HeteroPGExplainer

class dgl.nn.pytorch.explain.HeteroPGExplainer(model, num_features, num_hops=None, explain_graph=True, coff_budget=0.01, coff_connect=0.0005, sample_bias=0.0)[source]

Bases: PGExplainer

PGExplainer from Parameterized Explainer for Graph Neural Network, adapted for heterogeneous graphs

PGExplainer adopts a deep neural network (explanation network) to parameterize the generation process of explanations, which enables it to explain multiple instances collectively. PGExplainer models the underlying structure as edge distributions, from which the explanatory graph is sampled.

Parameters:

model (nn.Module) –
The GNN model to explain that tackles multiclass graph classification
- Its forward function must have the form forward(self, graph, nfeat, embed, edge_weight).
- The output of its forward function is the logits if embed=False else the intermediate node embeddings.
num_features (int) – Node embedding size used by model.
coff_budget (float, optional) – Size regularization to constrain the explanation size. Default: 0.01.
coff_connect (float, optional) – Entropy regularization to constrain the connectivity of explanation. Default: 5e-4.
sample_bias (float, optional) – Some members of a population are systematically more likely to be selected in a sample than others. Default: 0.0.
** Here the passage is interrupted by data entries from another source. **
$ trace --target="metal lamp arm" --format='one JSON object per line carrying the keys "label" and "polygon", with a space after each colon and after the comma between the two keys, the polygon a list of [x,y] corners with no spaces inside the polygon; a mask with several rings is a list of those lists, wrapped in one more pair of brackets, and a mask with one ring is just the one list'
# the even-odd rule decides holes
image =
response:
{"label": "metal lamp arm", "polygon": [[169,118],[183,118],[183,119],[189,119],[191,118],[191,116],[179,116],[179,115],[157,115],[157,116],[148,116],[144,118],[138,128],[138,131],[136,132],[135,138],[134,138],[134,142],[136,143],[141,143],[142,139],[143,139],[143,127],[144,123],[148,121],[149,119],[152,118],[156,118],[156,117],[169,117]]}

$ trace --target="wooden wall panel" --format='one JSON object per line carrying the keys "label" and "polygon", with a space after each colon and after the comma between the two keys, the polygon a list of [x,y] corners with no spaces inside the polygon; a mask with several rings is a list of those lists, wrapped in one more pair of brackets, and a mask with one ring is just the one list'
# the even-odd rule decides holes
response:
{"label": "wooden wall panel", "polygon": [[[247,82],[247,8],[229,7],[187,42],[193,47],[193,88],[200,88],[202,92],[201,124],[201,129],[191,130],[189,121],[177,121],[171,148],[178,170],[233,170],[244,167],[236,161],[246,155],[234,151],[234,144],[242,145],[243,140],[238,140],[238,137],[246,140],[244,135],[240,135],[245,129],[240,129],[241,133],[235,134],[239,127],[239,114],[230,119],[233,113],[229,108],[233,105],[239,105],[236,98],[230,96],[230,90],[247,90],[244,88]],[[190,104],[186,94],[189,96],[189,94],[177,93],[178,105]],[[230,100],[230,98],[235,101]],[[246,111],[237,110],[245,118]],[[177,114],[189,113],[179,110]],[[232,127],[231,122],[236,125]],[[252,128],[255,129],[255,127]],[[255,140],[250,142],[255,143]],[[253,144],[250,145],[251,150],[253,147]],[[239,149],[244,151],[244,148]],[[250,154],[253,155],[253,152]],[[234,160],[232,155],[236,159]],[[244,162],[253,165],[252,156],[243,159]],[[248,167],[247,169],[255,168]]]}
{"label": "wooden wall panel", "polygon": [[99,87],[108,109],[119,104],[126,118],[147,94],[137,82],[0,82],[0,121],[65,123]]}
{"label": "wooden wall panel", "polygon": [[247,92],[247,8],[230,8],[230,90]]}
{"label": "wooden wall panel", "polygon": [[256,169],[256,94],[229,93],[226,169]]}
explain_graph(graph, feat, temperature=1.0, training=False, **kwargs)[source]

Learn and return an edge mask that plays a crucial role to explain the prediction made by the GNN for a graph. Also, return the prediction made with the edges chosen based on the edge mask.

Parameters:

graph (DGLGraph) – A heterogeneous graph.
feat (dict[str, Tensor]) – A dict mapping node types (keys) to feature tensors (values). The input features are of shape \((N_t, D_t)\). \(N_t\) is the number of nodes for node type \(t\), and \(D_t\) is the feature size for node type \(t\)
temperature (float) – The temperature parameter fed to the sampling procedure.
training (bool) – Training the explanation network.
kwargs (dict) – Additional arguments passed to the GNN model.

Returns:

Tensor – Classification probabilities given the masked graph. It is a tensor of shape \((B, L)\), where \(L\) is the different types of label in the dataset, and \(B\) is the batch size.
dict[str, Tensor] – A dict mapping edge types (keys) to edge tensors (values) of shape \((E_t)\), where \(E_t\) is the number of edges in the graph for edge type \(t\). A higher weight suggests a larger contribution of the edge.

Examples

>>> import dgl
>>> import torch as th
>>> import torch.nn as nn
>>> import numpy as np

>>> # Define the model
>>> class Model(nn.Module):
...     def __init__(self, in_feats, hid_feats, out_feats, rel_names):
...         super().__init__()
...         self.conv = dgl.nn.HeteroGraphConv(
...             {rel: dgl.nn.GraphConv(in_feats, hid_feats) for rel in rel_names},
...             aggregate="sum",
...         )
...         self.fc = nn.Linear(hid_feats, out_feats)
...         nn.init.xavier_uniform_(self.fc.weight)
...
...     def forward(self, g, h, embed=False, edge_weight=None):
...         if edge_weight:
...             mod_kwargs = {
...                 etype: {"edge_weight": mask} for etype, mask in edge_weight.items()
...             }
...             h = self.conv(g, h, mod_kwargs=mod_kwargs)
...         else:
...             h = self.conv(g, h)
...
...         if embed:
...             return h
...
...         with g.local_scope():
...             g.ndata["h"] = h
...             hg = 0
...             for ntype in g.ntypes:
...                 hg = hg + dgl.mean_nodes(g, "h", ntype=ntype)
...             return self.fc(hg)

>>> # Load dataset
>>> input_dim = 5
>>> hidden_dim = 5
>>> num_classes = 2
>>> g = dgl.heterograph({("user", "plays", "game"): ([0, 1, 1, 2], [0, 0, 1, 1])})
>>> g.nodes["user"].data["h"] = th.randn(g.num_nodes("user"), input_dim)
>>> g.nodes["game"].data["h"] = th.randn(g.num_nodes("game"), input_dim)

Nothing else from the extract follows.